Yukarıdaki kısa açıklamadan da görüleceği üzere DRM veya daha genel üst başlık içinde ele alındığında, yazılım yoluyla düzenlemenin, hukuksal sistem içinde insan kararlarına bağımlılığı azalttığı söylenebilir. Tüm bu otomasyon ve sibernizasyonu insanlığın geleceği için tehlike olarak görenler açısından DRM, bu olgunun hukuki boyutunu yansıtıyor olması sebebiyle aynı eleştirilere açıktır. Bu yönüyle DRM sistemleri, insan iradesine ihtiyacı azaltan bir süreci temsil etmektedir.

 

İkinci olarak, DRM sistemleri telif hakkı ve komşu haklara, hukuk sistemlerince getirilmiş kimi istisnaların işleyişini etkisizleştirebilmektedir.

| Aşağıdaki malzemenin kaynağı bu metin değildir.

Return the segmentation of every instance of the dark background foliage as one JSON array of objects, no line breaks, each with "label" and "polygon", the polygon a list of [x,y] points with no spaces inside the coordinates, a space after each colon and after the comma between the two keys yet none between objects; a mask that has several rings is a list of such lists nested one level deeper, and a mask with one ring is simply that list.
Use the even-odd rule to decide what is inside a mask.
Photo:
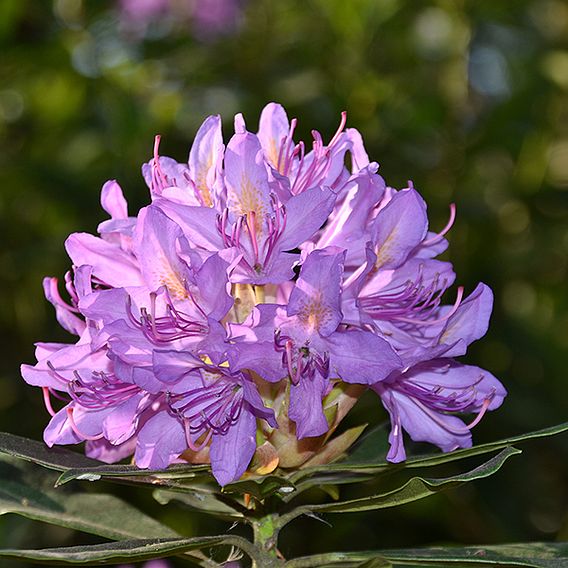
[{"label": "dark background foliage", "polygon": [[[142,0],[141,0],[142,3]],[[180,5],[180,2],[177,2]],[[19,376],[34,341],[68,341],[43,299],[73,231],[104,218],[98,193],[120,181],[131,211],[147,189],[153,136],[183,161],[211,113],[255,129],[270,100],[311,128],[341,110],[390,185],[408,179],[434,228],[458,219],[449,258],[472,290],[491,285],[487,337],[468,360],[509,390],[478,442],[566,420],[568,412],[568,5],[561,0],[244,0],[203,33],[172,15],[137,29],[113,2],[0,0],[0,429],[39,439],[48,415]],[[364,401],[359,411],[384,414]],[[568,539],[568,440],[526,446],[494,479],[380,514],[298,521],[283,551]],[[184,534],[219,530],[160,510]],[[0,545],[87,542],[0,518]]]}]

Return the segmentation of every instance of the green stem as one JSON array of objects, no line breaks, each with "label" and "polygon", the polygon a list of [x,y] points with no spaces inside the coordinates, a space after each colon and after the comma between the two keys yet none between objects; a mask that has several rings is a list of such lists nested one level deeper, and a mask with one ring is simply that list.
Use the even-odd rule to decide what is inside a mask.
[{"label": "green stem", "polygon": [[277,515],[266,515],[253,521],[254,546],[260,553],[258,560],[254,560],[254,568],[277,568],[284,565],[277,548],[280,527]]}]

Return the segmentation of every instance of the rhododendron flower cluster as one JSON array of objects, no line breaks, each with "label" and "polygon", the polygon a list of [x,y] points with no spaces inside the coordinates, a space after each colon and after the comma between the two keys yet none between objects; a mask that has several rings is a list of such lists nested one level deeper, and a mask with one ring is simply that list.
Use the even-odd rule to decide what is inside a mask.
[{"label": "rhododendron flower cluster", "polygon": [[388,460],[406,458],[403,432],[445,452],[471,445],[506,395],[456,359],[485,334],[491,290],[448,291],[452,265],[436,257],[454,207],[431,230],[419,192],[387,186],[345,122],[308,145],[270,103],[256,134],[237,115],[225,146],[210,116],[187,163],[156,138],[142,167],[151,202],[135,216],[116,181],[103,186],[110,219],[66,242],[69,299],[44,281],[78,339],[39,343],[22,367],[52,415],[49,446],[86,442],[141,468],[210,462],[226,485],[260,454],[256,473],[306,463],[286,452],[325,442],[356,399],[345,393],[365,389],[390,416]]}]

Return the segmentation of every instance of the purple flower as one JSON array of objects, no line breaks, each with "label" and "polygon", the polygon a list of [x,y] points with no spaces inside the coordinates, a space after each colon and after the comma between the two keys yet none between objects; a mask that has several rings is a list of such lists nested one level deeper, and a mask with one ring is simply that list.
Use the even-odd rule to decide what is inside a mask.
[{"label": "purple flower", "polygon": [[[36,355],[39,363],[23,365],[22,374],[26,382],[43,389],[52,416],[44,432],[46,444],[96,443],[87,448],[87,455],[107,462],[130,455],[128,442],[157,397],[118,379],[104,348],[93,351],[81,342],[40,344]],[[65,403],[59,411],[53,409],[52,397]]]},{"label": "purple flower", "polygon": [[[435,444],[444,452],[472,445],[471,429],[487,410],[498,408],[507,391],[489,372],[452,359],[432,359],[395,372],[373,390],[387,409],[392,429],[387,459],[406,459],[402,430],[415,442]],[[468,424],[456,413],[475,413]]]},{"label": "purple flower", "polygon": [[[259,339],[267,332],[275,334],[274,344],[257,342],[256,360],[248,356],[248,343],[239,344],[233,365],[248,366],[267,380],[278,380],[288,373],[290,418],[296,422],[298,438],[327,431],[321,401],[329,391],[330,378],[374,384],[402,366],[384,339],[367,331],[340,327],[344,257],[345,252],[335,247],[313,251],[302,265],[287,307],[263,306],[260,309],[264,317],[257,322],[253,316],[243,326],[232,328],[233,334],[246,335],[242,328],[251,325]],[[266,317],[268,313],[271,315]],[[268,375],[263,365],[268,362],[269,370],[277,370],[278,359],[282,371]]]},{"label": "purple flower", "polygon": [[66,241],[69,299],[44,280],[77,339],[40,343],[22,366],[52,415],[46,443],[84,441],[92,457],[133,454],[144,468],[206,461],[226,485],[257,440],[277,454],[271,467],[279,448],[291,463],[297,439],[328,432],[326,397],[355,383],[390,415],[389,460],[405,459],[403,430],[443,451],[471,444],[506,394],[455,360],[487,331],[492,292],[458,287],[446,302],[456,276],[436,257],[455,208],[431,231],[419,192],[388,187],[345,121],[306,151],[278,104],[257,134],[237,115],[226,146],[211,116],[187,163],[160,156],[156,137],[142,168],[151,203],[136,216],[116,181],[103,186],[98,236]]},{"label": "purple flower", "polygon": [[269,103],[260,115],[258,139],[270,169],[275,191],[286,200],[312,187],[340,190],[349,174],[344,166],[345,153],[352,150],[351,137],[343,132],[347,120],[342,113],[339,127],[327,146],[322,136],[312,130],[312,150],[306,144],[294,143],[297,120],[288,120],[284,108]]},{"label": "purple flower", "polygon": [[[141,433],[137,463],[165,467],[186,448],[197,452],[210,443],[219,484],[238,479],[256,450],[256,419],[276,427],[274,412],[265,407],[250,376],[177,351],[155,351],[154,372],[169,384],[168,410],[153,417]],[[156,444],[154,432],[168,432],[163,443]]]},{"label": "purple flower", "polygon": [[[201,145],[204,136],[199,139]],[[219,153],[219,149],[204,151],[205,159],[215,160],[212,156]],[[154,158],[153,163],[161,163],[159,160]],[[179,183],[181,187],[162,188],[160,193],[153,190],[161,197],[155,204],[176,221],[197,254],[206,256],[224,248],[237,250],[241,260],[232,277],[234,282],[263,285],[291,280],[293,266],[300,257],[289,251],[298,248],[321,227],[333,208],[335,194],[328,188],[314,187],[282,203],[271,191],[259,139],[250,132],[239,132],[231,138],[224,166],[222,196],[210,197],[215,183],[210,181],[207,185],[204,174],[200,184],[192,182],[190,187],[192,168],[189,168],[183,183],[178,181],[180,176],[169,176],[162,184]],[[198,166],[193,170],[202,171]],[[193,177],[199,179],[199,174]],[[155,188],[158,184],[151,185]],[[191,195],[191,189],[198,195],[201,204],[193,205],[194,202],[178,197],[180,193],[185,195],[184,188],[185,194]],[[166,195],[170,198],[164,199]],[[176,201],[171,199],[172,195]]]}]

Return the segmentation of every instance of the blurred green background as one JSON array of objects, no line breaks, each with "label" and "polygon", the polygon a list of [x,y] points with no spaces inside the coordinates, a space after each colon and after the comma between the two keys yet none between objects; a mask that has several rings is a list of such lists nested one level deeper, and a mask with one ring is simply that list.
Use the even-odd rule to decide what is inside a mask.
[{"label": "blurred green background", "polygon": [[[213,25],[180,0],[162,4],[144,20],[126,3],[0,0],[0,430],[41,438],[48,415],[18,368],[34,361],[34,341],[71,340],[41,279],[67,269],[70,232],[104,218],[102,184],[118,179],[135,211],[156,133],[162,153],[184,161],[208,114],[223,116],[227,137],[234,113],[255,130],[271,100],[298,117],[303,139],[312,128],[329,139],[347,110],[387,182],[412,179],[423,193],[433,228],[457,204],[449,258],[468,290],[482,280],[496,294],[492,327],[468,360],[509,390],[475,440],[566,420],[568,4],[233,0]],[[282,550],[567,540],[567,480],[566,436],[527,444],[473,487],[330,516],[332,526],[300,520]],[[129,497],[184,534],[223,530]],[[91,541],[0,518],[4,547],[79,542]]]}]

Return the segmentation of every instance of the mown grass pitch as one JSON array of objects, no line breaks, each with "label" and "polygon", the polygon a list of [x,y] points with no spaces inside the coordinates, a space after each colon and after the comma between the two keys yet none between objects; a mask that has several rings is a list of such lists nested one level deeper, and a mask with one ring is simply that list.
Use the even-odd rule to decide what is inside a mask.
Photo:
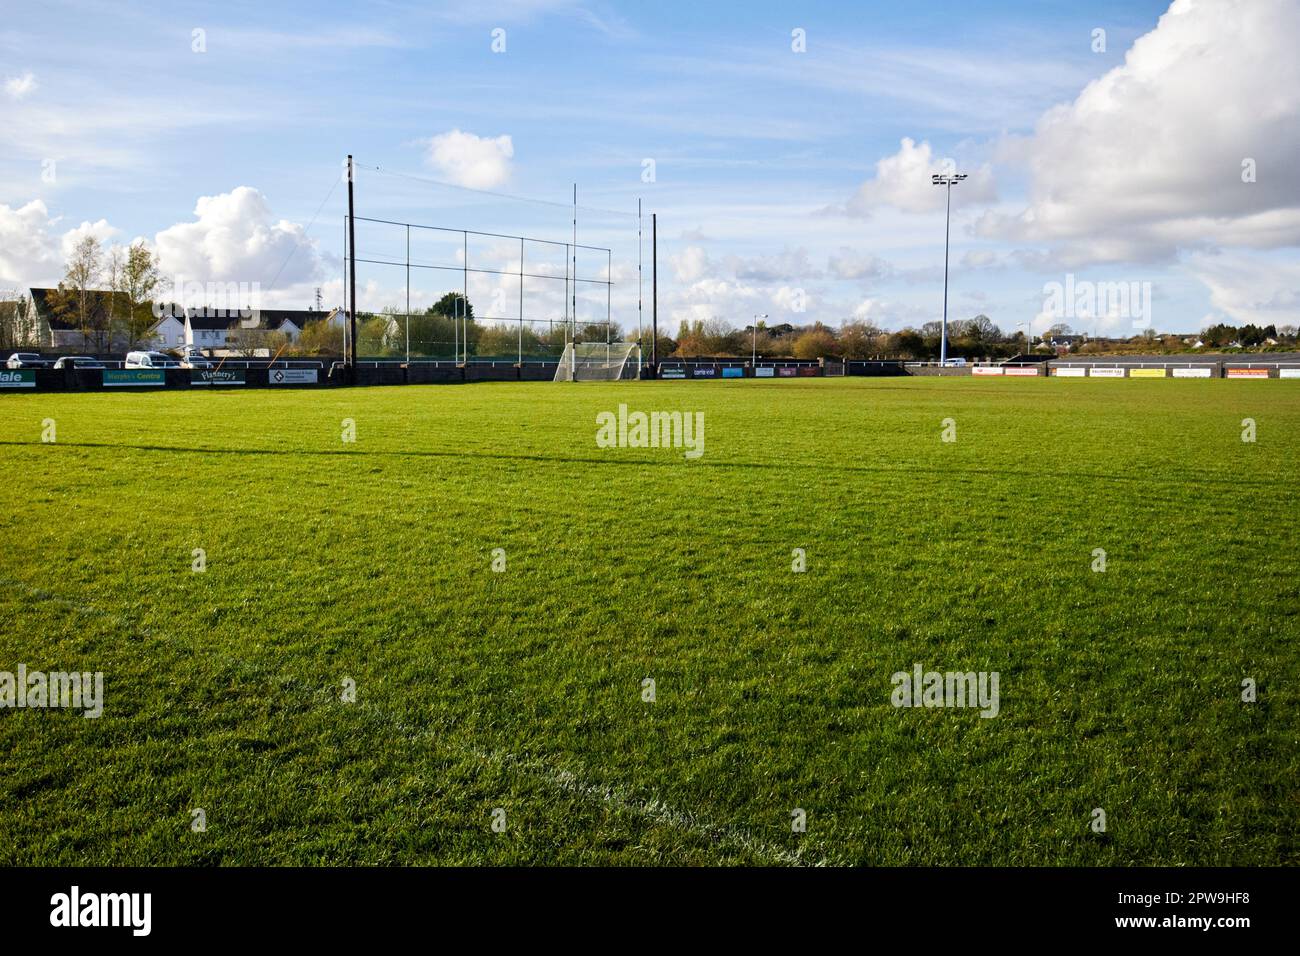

Günümüzdeki pratik sonuçları bakımından DRM sistemlerine yöneltilen en önemli eleştiri budur.[17]

 

Söz konusu istisnalar, pek çok farklı ülke hukukunda  özellikle eğitim, haberleşme ve eleştiri gibi toplumsal ilerlemeye katkı sağlayan faaliyetleri teşvik amacıyla getirilmiştir; ve bir anlamda eser sahibine tanınan tekel hakkı karşılığında, kamusal menfaatlerin korunması için bir denge durumunu ifade eder.  Bu kamusal isitisnaların DRM sistemlerince nasıl gözetileceği söz konusu olduğunda, telif hakkı sahibinin eserle ilgili kullanımları, sözleşmeyle ne dereceye kadar sınırlayabileceği sorusu ortaya çıkmaktadır. Her tür hak gibi, fikri mülkiyet hakkının kullanmının da belli sınırları olduğu ve bu sınırların da hukuki ilişkilerin doğası gereği duruma göre değişebildiği  tartışmasızdır. DRM sistemleri pek çok bakımından kanunlardaki esnekliği ortadan kaldırabilecekleri, özellikle kamusal menfaat düşüncesiyle telif hukuku veya bilgi erişim yasalarında yer alan kimi bireysel hakların kullanılmasını, pratik bakımından imkansız hale getirebilecekleri nedeniyle eleştirilmektedirler. Son olarak DRM sistemleri, kullanım kolaylığını azaltacak bilgiye ulaşımı çeşitli aşamalara, süreçlere tabi kılacaktır.

 

V-            Bilgisayar yazılımlarının korunması[18]

 

Bilgisayarlı iletişim sisteminin (network) hayat damarı ise ( software) yazılımdır. Yazılım biligisayarın belirli bir çıktıyı sağlayabilemsi için gerekli veri olarak tanımlanabilir. Bir başak yerde yazılım, veri işlemek üzere kullanılan donanım dışındaki herşey olarak ifade edimektedir. Yazılım, bilgisayarla ilgili tüm fenomenin  özüdür. Bilgisayar temelde açık veya kapalı değeri alabilen devrelerden oluşmuştur ve bunları idare edecek komutlar olmaksızın  işlevsizdirler.

 

Yazılım yoluyla hukuk kurallarının uygulanması olgusunun yanı sıra, yukarıda ortaya konduğu üzere, toplumsal ve ekonomik hayatta gittikçe yoğunlaşan fonksiyonu sonucu, yazılımın fikri hukuk çerçevesinde korunması da, fikri hukukun bilişimle kesiştiği bir başka alan olarak belirmektedir.

 

a)    Yazılımve fikri hukuktaki etkisi

 

Teorik planda bakılırsa yazılımla ilgili ilk dava bilgisayar yazılımı değil fakat piano roll denilen nesneler üzerinedir. Söz konusu pinao rol,l üzerine açılan delikler sayesinde player pino denilen aygıta belirli melodiyi çaldırmaya yaramaktaydılar. Bir başka deyişle piano roll makinaya müzik çaldırmak için tasarlanmış bir bir komut dizgesidir ve player piano için  yazılım işlevi görmektedir. 1908 yılında görülen White-Smith Music Publishing Co. V. Apollo,  davasında  Amerikan Federal Yüksek Mahkemesi piano roll içindeki ifade insanlar tarafından doğrudan algılanabilir olmadığı ve player piano olmaksızın okunamadıkları gerekçesiyle telif koruması kapsamında olamdığına hükmetmiştir. Bu gerekçe 1976 yılında ABD’de Telif Hakkı Kanununda  (Copyright Act) değişiklik yapılıncaya kadar yazılımları telif koruması dışında tutmuştur.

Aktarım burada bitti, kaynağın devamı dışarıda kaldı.